Tom Capone ’17, the leader of Bowdoin Sketch Comedy, described the creative process of the show as one deeply connected to Bowdoin students’ experience on campus.

“We spend the entire semester paying attention to what is going on on campus, reading the Orient, trying to be as involved in as many different parts of the community as possible and finding things that either should be made fun of or lend themselves to comedy,” said Capone. 

The group is selected through a long audition process aimed at finding a diverse group of students with both comedy writing and acting talent. Only about three or four of the 40 students who auditioned last spring and this fall made the cut. Each of the ten club members wrote two or three sketches, but only the best eight were produced and performed. 

The idea of writing, acting and producing sketch comedy at Bowdoin arose from the senior thesis of Simon Brooks ’14. Since then, Bowdoin Sketch Comedy has become a chartered student organization with scheduled performances each semester. 

One of the highlights of this winter’s Bowdoin Night Live! was a video satirizing Malcolm Gladwell’s podcast that criticized Bowdoin Dining Services.
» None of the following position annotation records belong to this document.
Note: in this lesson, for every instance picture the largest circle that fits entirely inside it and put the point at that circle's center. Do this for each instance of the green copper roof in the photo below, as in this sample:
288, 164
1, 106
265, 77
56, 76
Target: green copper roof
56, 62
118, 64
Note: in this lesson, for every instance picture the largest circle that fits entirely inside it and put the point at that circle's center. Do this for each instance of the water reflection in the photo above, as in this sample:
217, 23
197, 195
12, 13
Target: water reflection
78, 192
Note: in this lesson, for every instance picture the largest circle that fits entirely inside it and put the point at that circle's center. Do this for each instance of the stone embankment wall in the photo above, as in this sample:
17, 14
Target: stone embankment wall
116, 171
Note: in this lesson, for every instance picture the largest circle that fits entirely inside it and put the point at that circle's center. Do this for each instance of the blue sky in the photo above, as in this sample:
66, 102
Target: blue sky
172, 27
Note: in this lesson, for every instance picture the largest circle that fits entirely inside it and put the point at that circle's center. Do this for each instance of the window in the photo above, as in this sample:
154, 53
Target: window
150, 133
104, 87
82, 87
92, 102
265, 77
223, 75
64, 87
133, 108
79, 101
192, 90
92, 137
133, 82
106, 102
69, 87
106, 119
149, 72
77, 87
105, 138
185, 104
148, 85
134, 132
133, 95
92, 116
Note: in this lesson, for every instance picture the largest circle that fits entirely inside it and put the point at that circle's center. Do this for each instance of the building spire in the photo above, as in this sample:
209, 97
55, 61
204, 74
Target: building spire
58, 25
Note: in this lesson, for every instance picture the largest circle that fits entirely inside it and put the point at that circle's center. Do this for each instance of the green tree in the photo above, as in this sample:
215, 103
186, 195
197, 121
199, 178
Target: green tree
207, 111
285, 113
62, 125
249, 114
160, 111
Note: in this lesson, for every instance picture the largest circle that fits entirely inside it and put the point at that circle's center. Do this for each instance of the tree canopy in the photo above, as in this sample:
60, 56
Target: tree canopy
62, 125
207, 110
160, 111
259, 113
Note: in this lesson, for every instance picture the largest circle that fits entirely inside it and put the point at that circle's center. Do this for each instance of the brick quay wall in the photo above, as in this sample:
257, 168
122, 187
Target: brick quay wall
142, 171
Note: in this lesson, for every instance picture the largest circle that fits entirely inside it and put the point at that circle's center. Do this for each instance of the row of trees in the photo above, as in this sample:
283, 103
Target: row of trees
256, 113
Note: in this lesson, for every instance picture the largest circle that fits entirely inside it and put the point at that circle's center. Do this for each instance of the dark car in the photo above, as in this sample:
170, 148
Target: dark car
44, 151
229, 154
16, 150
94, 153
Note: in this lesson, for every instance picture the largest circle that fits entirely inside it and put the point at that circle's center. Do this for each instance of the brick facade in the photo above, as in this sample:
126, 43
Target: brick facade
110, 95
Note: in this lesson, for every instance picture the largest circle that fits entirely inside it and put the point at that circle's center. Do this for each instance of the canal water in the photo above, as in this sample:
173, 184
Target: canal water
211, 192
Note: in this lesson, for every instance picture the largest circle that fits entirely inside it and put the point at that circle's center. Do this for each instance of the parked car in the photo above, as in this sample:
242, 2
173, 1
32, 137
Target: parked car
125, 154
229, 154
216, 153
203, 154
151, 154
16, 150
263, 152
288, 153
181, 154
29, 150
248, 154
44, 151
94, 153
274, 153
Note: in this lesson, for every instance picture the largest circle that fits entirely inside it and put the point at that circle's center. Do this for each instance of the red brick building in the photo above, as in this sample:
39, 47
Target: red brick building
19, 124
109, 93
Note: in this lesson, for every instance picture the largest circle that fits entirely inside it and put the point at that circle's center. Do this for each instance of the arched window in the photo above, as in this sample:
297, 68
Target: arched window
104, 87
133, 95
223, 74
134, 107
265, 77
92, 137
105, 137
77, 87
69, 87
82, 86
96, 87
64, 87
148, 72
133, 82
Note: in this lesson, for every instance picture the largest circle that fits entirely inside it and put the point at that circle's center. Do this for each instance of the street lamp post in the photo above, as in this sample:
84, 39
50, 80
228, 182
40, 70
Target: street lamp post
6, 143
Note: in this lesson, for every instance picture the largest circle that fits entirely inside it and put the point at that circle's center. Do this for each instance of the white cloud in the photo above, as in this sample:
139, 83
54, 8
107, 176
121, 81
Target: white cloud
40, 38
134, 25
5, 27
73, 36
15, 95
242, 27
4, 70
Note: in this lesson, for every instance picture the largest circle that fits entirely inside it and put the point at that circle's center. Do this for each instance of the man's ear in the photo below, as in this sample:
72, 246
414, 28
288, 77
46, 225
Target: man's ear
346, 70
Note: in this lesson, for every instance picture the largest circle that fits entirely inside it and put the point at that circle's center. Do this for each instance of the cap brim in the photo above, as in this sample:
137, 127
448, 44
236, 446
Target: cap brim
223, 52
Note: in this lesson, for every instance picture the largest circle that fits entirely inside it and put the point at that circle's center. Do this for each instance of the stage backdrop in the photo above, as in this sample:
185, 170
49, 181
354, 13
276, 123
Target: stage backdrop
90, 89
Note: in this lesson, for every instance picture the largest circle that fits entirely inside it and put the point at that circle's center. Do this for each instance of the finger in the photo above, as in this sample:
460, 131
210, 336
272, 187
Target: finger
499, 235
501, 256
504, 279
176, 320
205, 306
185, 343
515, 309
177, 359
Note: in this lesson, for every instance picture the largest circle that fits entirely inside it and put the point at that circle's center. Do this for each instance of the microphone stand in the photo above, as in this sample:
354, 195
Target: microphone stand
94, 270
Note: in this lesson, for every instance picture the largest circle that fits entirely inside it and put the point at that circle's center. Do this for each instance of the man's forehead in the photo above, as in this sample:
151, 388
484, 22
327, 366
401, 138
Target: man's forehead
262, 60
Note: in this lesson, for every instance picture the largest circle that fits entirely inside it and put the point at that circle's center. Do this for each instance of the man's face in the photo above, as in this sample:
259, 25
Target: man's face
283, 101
The sketch, called “The Return of Malcolm Gladwell,” was a play on Gladwell’s generalization of Bowdoin students representing the ‘one percent.’ 

 “I’m kind of hoping that Malcolm Gladwell actually sees it,” he said. “If he were to get angry at it or respond to it that would be the best reception that we could get.” 

Callye Bolster ’19, a member of Bowdoin Sketch Comedy, wrote a sketch based on her own frustrations with the interplay between the Office of Residential Life and College Houses regarding parties and alcohol. Bolster, a member of Reed House, said she wanted to address the stress involved in hosting campus-wide parties. 

“There are just all of these mixed messages about what we’re supposed to be doing,” she said. “Having the police come to nearly all of our parties that we’re supposed to throw but then constantly getting in trouble … I thought I’d write a skit just making fun of how confusing the process is.” 

Capone and the rest of the club believe that while Bowdoin’s improv groups—Office Hours and Improvabilities—provide a great source of light humor on campus, sketch comedy is riskier in its content, which can edge on making students feel uncomfortable. 

“It’s more difficult to digest something that cuts close to the truth, but that’s the form that I’m the most interested in and the group has worked the most to produce,” Capone said. “[We] touch very briefly on subjects that are not explicitly stated within the skits but implied and hopefully point out the absurdities of things that happen on campus.”